Foldable, Traversable, Monoid etc. are all far better abstractions than what Scala collections provide, and they don't lead to unmanageable inheritance hierarchies and ridiculous APIs. How many bugs have been caused by that? A few hundred maybe? Does Set equality work in the current release or is that broken again? Is it possible to do thread safe efficient merges in immutable collections yet?

The only thing Scala collections offers that Haskell doesn't is the CanBuildFrom travesty. At least in Clojure you can chain transformations together without generating tons of intermediate values. In Scala you're forced to choose between being ridiculously inefficient or using iterators.

1 comments

Can you expand on the CanBuildFrom travesty?

(It seems like you've got interesting things to say, but you're being a bit strident. It bums me out that Scala discussions on HN take such a heated tone.)

CanBuildFrom is essentially a typeclass in Scala that is used for converting between collection types.
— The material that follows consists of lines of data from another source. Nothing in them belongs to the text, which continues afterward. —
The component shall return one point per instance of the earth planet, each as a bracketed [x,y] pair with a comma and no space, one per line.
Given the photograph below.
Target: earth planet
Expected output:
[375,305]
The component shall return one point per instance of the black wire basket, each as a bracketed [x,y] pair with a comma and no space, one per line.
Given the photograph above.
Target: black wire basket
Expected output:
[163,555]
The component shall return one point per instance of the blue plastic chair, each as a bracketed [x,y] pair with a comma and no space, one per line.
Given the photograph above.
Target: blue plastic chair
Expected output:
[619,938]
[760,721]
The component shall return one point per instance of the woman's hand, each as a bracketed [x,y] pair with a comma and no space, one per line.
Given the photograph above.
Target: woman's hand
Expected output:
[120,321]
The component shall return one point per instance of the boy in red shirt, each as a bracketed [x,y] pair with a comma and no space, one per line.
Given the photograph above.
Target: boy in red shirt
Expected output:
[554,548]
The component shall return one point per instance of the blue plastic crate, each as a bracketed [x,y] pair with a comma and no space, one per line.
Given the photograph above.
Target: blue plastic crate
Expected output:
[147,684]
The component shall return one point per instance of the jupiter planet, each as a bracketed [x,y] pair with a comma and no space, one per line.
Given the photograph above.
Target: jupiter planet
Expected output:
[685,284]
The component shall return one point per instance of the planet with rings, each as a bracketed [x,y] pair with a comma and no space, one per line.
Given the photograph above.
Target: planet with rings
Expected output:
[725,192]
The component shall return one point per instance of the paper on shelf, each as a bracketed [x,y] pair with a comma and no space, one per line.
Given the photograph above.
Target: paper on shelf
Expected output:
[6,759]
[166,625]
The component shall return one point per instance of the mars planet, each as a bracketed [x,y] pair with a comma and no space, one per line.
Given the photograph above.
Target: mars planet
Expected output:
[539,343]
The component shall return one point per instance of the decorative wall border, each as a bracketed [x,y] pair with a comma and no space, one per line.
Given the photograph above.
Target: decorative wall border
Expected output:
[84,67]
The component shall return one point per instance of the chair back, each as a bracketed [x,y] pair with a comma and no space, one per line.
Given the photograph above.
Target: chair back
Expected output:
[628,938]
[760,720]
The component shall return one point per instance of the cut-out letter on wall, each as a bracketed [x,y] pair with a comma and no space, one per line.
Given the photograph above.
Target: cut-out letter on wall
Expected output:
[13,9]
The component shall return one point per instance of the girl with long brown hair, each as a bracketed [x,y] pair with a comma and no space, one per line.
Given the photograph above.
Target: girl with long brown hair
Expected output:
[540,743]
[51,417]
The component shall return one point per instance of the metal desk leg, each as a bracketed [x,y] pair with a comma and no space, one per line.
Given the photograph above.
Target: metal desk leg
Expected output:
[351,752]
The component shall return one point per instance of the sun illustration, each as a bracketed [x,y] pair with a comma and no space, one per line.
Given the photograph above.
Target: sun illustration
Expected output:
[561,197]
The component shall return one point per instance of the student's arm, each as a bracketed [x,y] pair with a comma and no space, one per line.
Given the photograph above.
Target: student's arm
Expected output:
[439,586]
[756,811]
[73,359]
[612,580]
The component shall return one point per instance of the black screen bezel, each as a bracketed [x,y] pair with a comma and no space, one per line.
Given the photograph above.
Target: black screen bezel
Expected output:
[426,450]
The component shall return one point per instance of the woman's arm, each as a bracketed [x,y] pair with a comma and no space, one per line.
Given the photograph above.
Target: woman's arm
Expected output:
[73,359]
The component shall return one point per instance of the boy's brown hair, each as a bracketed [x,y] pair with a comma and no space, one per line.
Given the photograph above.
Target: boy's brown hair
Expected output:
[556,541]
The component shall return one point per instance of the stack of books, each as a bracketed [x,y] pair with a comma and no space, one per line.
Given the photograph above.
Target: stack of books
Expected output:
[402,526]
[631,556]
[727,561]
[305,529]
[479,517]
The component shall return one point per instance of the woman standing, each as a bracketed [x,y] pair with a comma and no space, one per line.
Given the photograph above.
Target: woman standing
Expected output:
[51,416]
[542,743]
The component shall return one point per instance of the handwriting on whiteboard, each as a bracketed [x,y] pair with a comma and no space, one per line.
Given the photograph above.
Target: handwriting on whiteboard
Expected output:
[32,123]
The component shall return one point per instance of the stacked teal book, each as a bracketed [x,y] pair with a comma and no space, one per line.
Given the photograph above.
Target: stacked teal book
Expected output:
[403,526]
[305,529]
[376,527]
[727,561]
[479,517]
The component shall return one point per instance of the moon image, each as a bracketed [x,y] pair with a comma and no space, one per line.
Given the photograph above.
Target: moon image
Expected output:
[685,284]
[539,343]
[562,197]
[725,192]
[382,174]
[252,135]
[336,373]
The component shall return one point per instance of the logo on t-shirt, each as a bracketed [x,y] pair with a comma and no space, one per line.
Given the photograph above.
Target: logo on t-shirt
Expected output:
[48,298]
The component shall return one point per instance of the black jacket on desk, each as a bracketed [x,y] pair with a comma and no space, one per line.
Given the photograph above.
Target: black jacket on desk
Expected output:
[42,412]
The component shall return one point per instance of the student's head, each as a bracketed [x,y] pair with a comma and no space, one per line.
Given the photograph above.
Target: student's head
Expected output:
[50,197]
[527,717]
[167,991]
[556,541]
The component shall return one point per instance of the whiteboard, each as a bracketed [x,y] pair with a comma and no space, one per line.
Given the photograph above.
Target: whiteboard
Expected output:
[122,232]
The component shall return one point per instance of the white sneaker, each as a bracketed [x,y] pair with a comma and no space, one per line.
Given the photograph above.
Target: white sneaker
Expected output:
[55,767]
Ignoring the coherency issues associated with using implicits for typeclasses, it makes the implementation of the collections library significantly more complicated and causes issues with type inference.

In the rare cases where you actually need to convert between collection types, it's usually trivial and more efficient to do it manually. Essentially they've added tons of complexity for negligible benefit. One of my main gripes with the Scala collections library is that it's overly complex and that this complexity has been the source of hundreds of bugs.

If there was any real benefit to the way it's currently done they wouldn't be hiding the true type signature for things like `List.map` in the official Scaladocs.

You are kind of either ignoring or not knowing the core use-case of CanBuildFrom. Why talk about things you don't understand?
The reasons other than the ones I've outlined are caused by implementation details and wouldn't exist if they chose the correct abstractions.
That's wrong.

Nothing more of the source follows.